Engineering IL-2 cytokine-receptor complexes to improve cancer immunotherapy

Sockolosky et al., 2018. Figure 1 A-B: Engineering and characterisation of orthogonal IL-2 and IL-2R pairs. (A) Schematic overview of orthogonal IL-2/IL-2R pairs, consisting of a mutant IL-2 cytokine and mutant IL-2R
that interact specifically with each other but do not cross-react with their wild-type counterparts. (B) Strategy used to engineer orthogonal IL-2/IL-2Rb pairs.

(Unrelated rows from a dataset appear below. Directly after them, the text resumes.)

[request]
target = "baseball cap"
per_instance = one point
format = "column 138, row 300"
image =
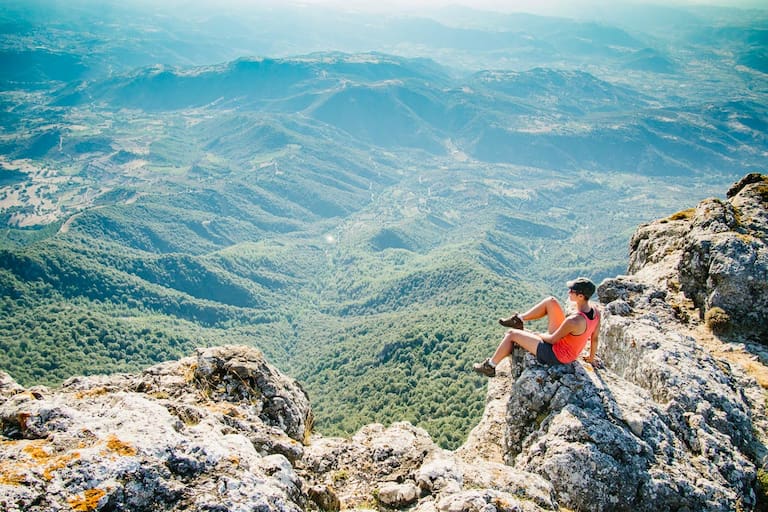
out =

Recombinant human interleukin-2 (rhIL-2) is used as an adjunct therapeutic for treatment of selective types of cancer. rhIL-2 is an essential T cell growth factor that improves survival, function and anti-tumour activity of adoptively transferred tumour-reactive T cells during cancer immunotherapy. Treatment with rhIL-2 does have challenges as it can induce endogenous immune cells such as regulatory T cells (T-regs) that may inhibit anti-tumour activity, as well cause severe toxicity. Thus, successful use of rhIl-2 during adoptive T cell transfer requires a balance between activation of transplanted T cells and endogenous cells that have natural IL-2 receptors (IL-2R).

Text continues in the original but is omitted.